The numbers tell a story of explosive expansion. Optasia's revenue jumped 75.5 percent to $265.36 million in 2025 from $151.19 million the year before. Mobile Financial Services—the nano-loan segment—contributed $167.53 million of that, while airtime credit services generated $96.86 million. Profit after tax rose to $43.13 million from $36.23 million, and total assets more than doubled to $302.17 million. Africa supplied 88.5 percent of the company's revenue, a concentration that reflects both the continent's opportunity and its dependence on these services.

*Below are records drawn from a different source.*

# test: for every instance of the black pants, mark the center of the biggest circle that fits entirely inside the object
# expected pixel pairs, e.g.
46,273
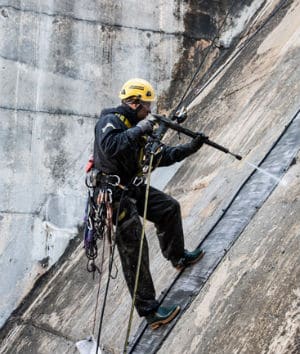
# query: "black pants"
164,212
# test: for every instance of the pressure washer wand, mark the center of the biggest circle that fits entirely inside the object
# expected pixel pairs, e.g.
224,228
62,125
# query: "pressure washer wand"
166,122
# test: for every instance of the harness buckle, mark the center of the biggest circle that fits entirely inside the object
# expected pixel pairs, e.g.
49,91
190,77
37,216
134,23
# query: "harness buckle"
138,180
113,180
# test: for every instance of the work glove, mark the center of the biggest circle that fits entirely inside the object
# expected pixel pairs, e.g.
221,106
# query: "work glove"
197,142
146,125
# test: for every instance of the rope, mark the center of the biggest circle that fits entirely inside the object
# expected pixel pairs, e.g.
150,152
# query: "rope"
140,254
111,258
99,285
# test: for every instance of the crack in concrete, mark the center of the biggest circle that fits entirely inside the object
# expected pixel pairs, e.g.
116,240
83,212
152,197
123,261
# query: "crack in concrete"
224,233
48,329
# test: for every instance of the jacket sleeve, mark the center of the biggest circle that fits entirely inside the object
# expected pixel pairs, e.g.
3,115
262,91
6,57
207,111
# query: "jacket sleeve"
113,137
170,154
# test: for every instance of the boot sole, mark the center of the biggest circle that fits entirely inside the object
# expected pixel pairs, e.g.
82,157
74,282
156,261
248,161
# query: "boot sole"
166,320
179,268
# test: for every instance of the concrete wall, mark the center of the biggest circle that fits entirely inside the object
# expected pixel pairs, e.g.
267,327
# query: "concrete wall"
250,303
60,63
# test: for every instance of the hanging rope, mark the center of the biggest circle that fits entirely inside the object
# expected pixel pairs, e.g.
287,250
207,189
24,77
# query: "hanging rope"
111,261
140,254
217,35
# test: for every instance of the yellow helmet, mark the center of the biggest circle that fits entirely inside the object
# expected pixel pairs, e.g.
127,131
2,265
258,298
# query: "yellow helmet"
138,88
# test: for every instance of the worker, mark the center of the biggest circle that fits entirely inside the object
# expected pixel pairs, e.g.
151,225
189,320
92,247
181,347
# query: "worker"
120,138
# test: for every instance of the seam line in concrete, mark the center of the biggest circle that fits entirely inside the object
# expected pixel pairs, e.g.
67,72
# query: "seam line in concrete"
50,112
99,23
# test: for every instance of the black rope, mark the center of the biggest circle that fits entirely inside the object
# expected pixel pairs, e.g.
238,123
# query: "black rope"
111,258
217,35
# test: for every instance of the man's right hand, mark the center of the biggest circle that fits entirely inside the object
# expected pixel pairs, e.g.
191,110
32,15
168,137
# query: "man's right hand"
146,126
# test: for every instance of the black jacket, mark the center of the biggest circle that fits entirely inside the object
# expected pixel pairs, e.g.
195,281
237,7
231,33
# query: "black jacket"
119,143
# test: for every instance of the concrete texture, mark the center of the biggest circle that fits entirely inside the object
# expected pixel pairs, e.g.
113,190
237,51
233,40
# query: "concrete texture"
61,62
250,303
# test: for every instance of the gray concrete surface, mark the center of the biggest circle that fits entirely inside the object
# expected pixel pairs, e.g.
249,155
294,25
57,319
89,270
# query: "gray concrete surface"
61,62
250,304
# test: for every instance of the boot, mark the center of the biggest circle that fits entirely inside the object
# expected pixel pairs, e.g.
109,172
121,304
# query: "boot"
162,315
189,258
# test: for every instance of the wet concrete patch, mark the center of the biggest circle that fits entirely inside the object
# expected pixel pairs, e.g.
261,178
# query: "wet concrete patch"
239,213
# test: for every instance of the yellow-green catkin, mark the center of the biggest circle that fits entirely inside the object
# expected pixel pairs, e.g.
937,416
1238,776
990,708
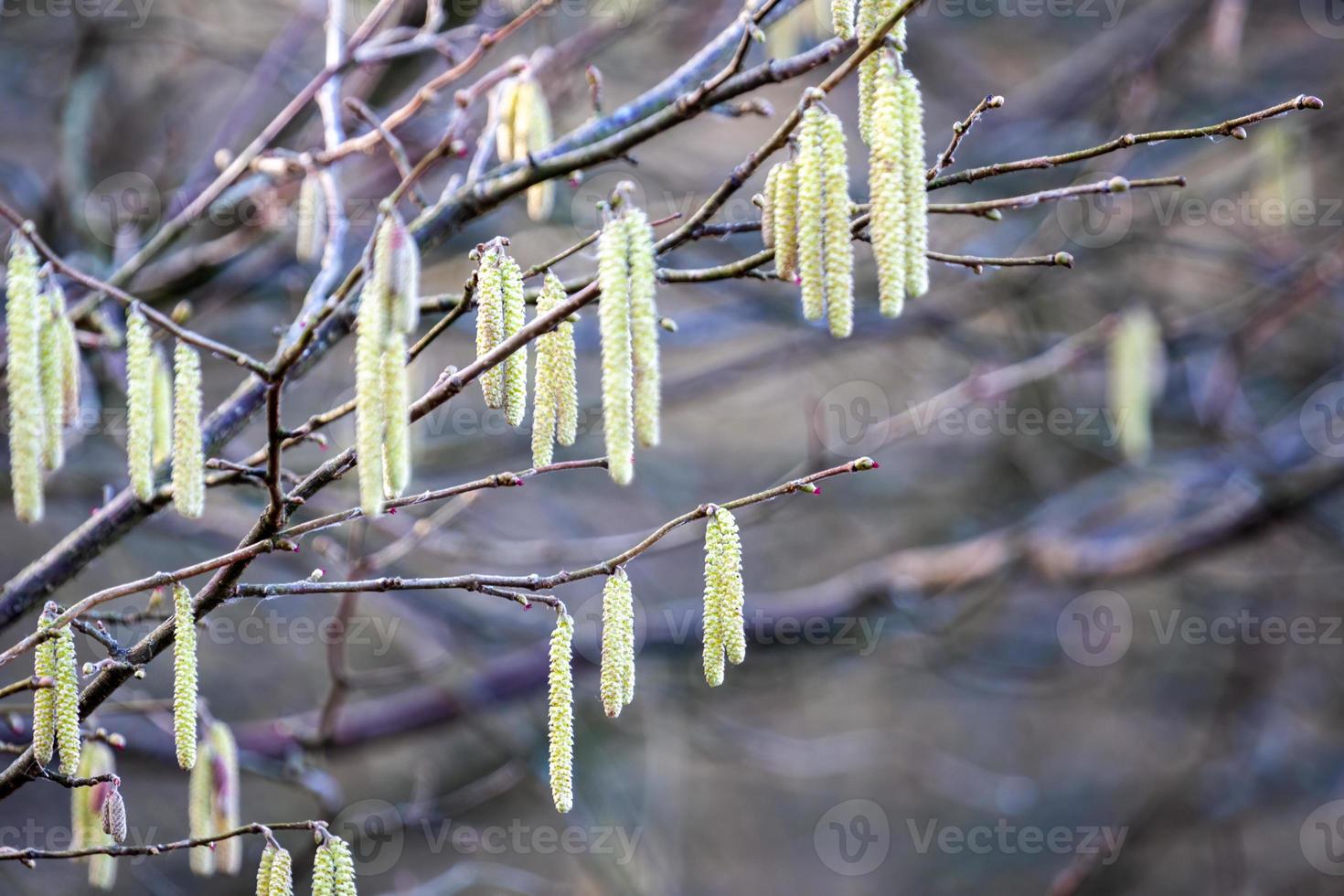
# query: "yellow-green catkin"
225,806
644,329
915,186
725,635
615,684
53,359
515,366
785,225
185,676
268,861
613,274
140,406
45,699
163,400
1135,360
23,323
281,879
812,214
489,323
86,815
560,718
890,214
68,700
837,242
188,455
555,400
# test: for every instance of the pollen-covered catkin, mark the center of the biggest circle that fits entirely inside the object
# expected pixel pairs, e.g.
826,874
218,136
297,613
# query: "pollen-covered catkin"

But beneath the financial metrics lies a more complex reality. Millions of mobile users are borrowing because they have to, not because they want to. Limited access to formal financial services, constrained household purchasing power, and the sheer necessity of staying connected in an increasingly digital world have created a market where nano-loans and airtime advances aren't luxuries—they're lifelines. The growth of these services reflects not prosperity, but adaptation to scarcity. As regulators in Nigeria and elsewhere weigh how to govern this space, they face a tension: opening it to competition could drive innovation and lower costs, but it could also fragment a system that, for all its imperfections, currently works for millions of people with few other options.
Notable Quotes
Airtime credit services represent service fees charged on airtime credit granted to subscribers of telecom operators during the year— Optasia financial report
The figures highlighted the growing dependence of millions of mobile users across Africa on small-value digital credit products, particularly in economies where access to formal financial services remains limited— Optasia report analysis
The Hearth Conversation Another angle on the story
Why does someone borrow money just to buy airtime? Isn't that a sign the system is broken?

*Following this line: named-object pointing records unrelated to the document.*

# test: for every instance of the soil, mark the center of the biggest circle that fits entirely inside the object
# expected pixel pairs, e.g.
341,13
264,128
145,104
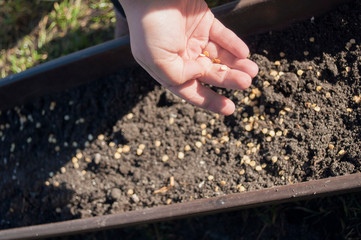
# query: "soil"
299,121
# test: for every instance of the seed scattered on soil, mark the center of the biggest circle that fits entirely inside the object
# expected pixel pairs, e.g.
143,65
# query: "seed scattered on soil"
241,188
300,72
79,155
157,143
198,144
224,68
139,151
126,149
165,158
130,116
101,137
180,155
341,152
356,99
130,191
258,168
117,155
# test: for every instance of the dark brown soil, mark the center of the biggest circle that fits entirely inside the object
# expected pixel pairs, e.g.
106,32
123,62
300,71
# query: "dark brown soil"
312,120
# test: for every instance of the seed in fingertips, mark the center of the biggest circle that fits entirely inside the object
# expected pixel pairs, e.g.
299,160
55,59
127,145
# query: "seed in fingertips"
224,67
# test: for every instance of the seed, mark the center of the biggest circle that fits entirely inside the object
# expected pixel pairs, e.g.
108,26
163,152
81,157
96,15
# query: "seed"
341,152
101,137
165,158
317,108
198,144
224,139
273,73
248,127
139,151
224,68
356,99
272,133
206,53
79,155
90,137
187,148
217,60
52,106
157,143
130,116
299,72
126,149
283,112
76,165
171,181
117,155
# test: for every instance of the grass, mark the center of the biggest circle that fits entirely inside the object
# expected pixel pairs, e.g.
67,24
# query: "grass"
33,32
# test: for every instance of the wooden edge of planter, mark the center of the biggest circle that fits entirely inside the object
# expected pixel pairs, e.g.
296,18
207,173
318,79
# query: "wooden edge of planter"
243,17
274,195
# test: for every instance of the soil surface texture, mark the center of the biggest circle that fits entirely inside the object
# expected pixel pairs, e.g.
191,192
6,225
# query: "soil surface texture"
125,143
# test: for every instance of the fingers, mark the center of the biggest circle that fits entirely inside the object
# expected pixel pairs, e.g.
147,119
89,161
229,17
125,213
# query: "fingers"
194,92
227,58
228,40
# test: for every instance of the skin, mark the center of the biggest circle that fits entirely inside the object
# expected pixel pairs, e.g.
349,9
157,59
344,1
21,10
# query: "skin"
167,37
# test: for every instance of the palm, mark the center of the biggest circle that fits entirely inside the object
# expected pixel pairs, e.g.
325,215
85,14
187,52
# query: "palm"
168,45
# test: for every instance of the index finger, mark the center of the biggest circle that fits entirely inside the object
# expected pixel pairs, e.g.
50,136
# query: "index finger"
228,40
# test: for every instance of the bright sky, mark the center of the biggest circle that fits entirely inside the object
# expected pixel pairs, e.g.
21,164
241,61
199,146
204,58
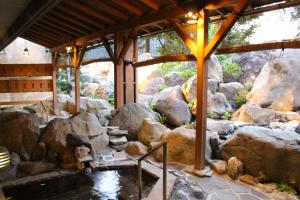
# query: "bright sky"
276,25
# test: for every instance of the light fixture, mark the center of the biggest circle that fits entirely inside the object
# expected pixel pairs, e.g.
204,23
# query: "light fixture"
4,157
26,51
191,17
69,49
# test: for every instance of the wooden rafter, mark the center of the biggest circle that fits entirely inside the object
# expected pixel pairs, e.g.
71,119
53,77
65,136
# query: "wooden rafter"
151,4
225,28
164,59
83,8
79,16
185,38
129,7
108,49
108,9
289,44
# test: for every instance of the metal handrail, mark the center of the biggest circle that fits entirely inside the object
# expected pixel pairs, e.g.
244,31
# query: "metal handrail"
140,181
44,108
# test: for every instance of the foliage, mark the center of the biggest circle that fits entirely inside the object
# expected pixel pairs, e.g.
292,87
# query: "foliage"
231,70
286,188
241,98
111,100
170,41
162,86
61,80
191,125
227,115
161,119
152,106
209,114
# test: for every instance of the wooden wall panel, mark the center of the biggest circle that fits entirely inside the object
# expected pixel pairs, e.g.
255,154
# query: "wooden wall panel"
28,70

It's both. Yes, it means people don't have enough cash on hand to stay connected. But staying connected isn't optional anymore—it's how you find work, access services, receive money from family. So people borrow small amounts, repay them quickly from their next income, and stay in the network. The system works because it's designed for exactly this reality.

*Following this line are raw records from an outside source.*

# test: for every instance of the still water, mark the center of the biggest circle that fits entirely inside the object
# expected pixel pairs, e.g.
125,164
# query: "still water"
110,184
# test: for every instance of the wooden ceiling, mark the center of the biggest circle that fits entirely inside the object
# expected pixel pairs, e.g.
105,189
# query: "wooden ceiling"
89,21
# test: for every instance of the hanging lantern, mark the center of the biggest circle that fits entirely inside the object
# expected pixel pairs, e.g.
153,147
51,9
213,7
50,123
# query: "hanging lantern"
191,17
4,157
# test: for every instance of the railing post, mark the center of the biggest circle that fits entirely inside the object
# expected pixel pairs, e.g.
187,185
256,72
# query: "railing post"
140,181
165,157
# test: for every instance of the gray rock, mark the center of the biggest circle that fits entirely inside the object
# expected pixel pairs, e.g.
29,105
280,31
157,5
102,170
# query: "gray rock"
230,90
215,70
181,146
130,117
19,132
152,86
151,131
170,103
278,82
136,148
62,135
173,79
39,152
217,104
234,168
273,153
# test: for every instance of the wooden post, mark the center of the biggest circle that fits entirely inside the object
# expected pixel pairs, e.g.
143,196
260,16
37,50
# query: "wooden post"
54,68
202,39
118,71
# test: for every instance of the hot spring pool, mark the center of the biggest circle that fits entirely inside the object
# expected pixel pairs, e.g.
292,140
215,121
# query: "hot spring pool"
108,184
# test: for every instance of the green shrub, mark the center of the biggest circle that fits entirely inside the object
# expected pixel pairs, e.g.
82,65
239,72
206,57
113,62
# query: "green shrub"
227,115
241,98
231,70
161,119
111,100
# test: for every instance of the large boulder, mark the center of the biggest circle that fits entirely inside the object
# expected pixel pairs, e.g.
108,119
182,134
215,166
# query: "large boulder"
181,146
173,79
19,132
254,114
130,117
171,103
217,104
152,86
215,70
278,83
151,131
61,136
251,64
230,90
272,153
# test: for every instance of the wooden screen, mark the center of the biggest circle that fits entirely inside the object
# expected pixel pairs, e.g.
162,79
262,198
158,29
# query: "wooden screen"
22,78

And Optasia makes money by taking a cut of that lending?
They take a service fee on the airtime advances, and they also make money from the nano-loans themselves. They're profitable because the volume is enormous—millions of small transactions across Africa. They also assume some of the credit risk, which is why they need sophisticated algorithms to figure out who will actually repay.
The article mentions Nigeria facing regulatory uncertainty. What's at stake?
Right now, Optasia and a few other firms dominate this space. If Nigeria opens it up to local fintech competitors, you could get more players, potentially lower fees, more innovation. But you could also get fragmentation and worse service. The regulators are trying to figure out how to encourage competition without breaking something that's currently serving millions of people.
Is this sustainable? Can people keep borrowing their way to connectivity?
That's the real question. As long as people's incomes don't improve, they'll keep borrowing. The growth numbers look impressive, but they're built on people who have no better options. If formal financial services expanded, or if incomes rose, the demand for nano-loans might actually fall—which would be a sign of progress, not failure.